La trattativa con Mosca, però, al momento non è un'ipotesi concreta. La Russia ha detto e ripetuto che non considera Zelensky un interlocutore. L'ultimo segnale in tal senso è arrivato nelle ultime ore: il presidente ucraino è stato formalmente inserito nella lista dei ricercati dal ministero dell'Interno russo. E' stata aperta un'inchiesta penale nei confronti di Zelensky ai sensi di un articolo del codice penale russo, che non viene però specificato.

Il messaggio di Zelensky

"Putin non vuole la pace, è pazzo. Ogni giorno il suo Stato fa cose nuove per dimostrarlo. E per battere questo male, per vincere la guerra, abbiamo bisogno della massima unità del mondo. I risultati si ottengono insieme", dice Zelensky nel suo quotidiano messaggio.

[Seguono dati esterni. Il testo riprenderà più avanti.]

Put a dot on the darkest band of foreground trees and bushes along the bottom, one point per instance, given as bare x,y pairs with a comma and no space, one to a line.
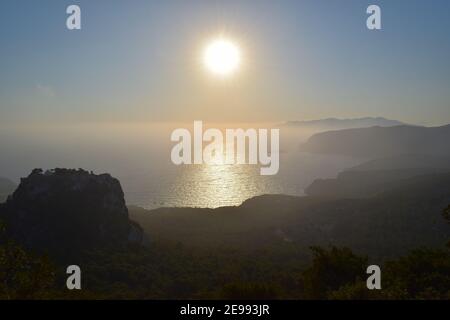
172,271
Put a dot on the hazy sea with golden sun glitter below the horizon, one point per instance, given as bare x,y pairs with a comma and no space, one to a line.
139,156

"La Russia - sottolinea - può solo essere costretta a lasciare l'Ucraina da sola. E questo accadrà. La nostra forza lo farà sicuramente accadere. La forza del nostro popolo, la nostra forza militare, la forza della nostra unità con il mondo, la forza dei nostri partner, la forza della nostra diplomazia". L'Ucraina punta sul Summit per la pace in programma a giugno in Svizzera per preparare il terreno ad un'eventuale soluzione diplomatica della crisi. Il vertice "si terrà e dovrà avere successo, a prescindere da quanto cercheranno di sabotarlo", dice riferendosi all'evento a cui la Russia non è invitata.

Zelensky, intanto, spiega che Oleksandr Syrskyi, il Comandante delle Forze armate ucraine, ha fatto un lungo rapporto sulla situazione. Anche il capo dell'intelligence della Difesa ucraina Kyrylo Budanov ha tenuto una relazione. "Siamo consapevoli di tutti gli aspetti della situazione attuale", dice il presidente, che annuncia l'abbattimento di un aereo Su-25 nella regione di Donetsk.

Russia avanti nonostante le perdite record

"Vorrei dedicare una menzione speciale ai soldati della 110a brigata meccanizzata separata per aver abbattuto un altro Su-25 russo nell'oblast di Donetsk", dice. "Nonostante la dura pressione russa, nonostante tutte le difficoltà della situazione, ora i nostri soldati stanno distruggendo gli invasori", afferma.

E in effetti la Russia accusa pesanti perdite, che però rallentano ma non frenano la macchina bellica affidata al ministro della Difesa Sergei Shoigu. Ogni giorno poco meno di 900 soldati russi vengono uccisi o feriti sul campo di battaglia in Ucraina, come rileva l'intelligence britannica che monitora quotidianamente il conflitto. Con un 'serbatoio umano' praticamente illimitato, Mosca può permettersi di riversare al fronte risorse senza soluzione di continuità.

"È probabile che il tasso di vittime della Russia aumenti ancora nei prossimi due mesi, con la ripresa delle operazioni offensive nell'Ucraina orientale", afferma l'intelligence britannica. "Questo segue una leggera diminuzione del ritmo delle operazioni negli ultimi due mesi, dopo la caduta di Avdiivka", aggiunge. Dall'inizio della guerra sono state registrate più di 465mila perdite russe, con una media, quest'anno, di 899 al giorno, tra morti e feriti.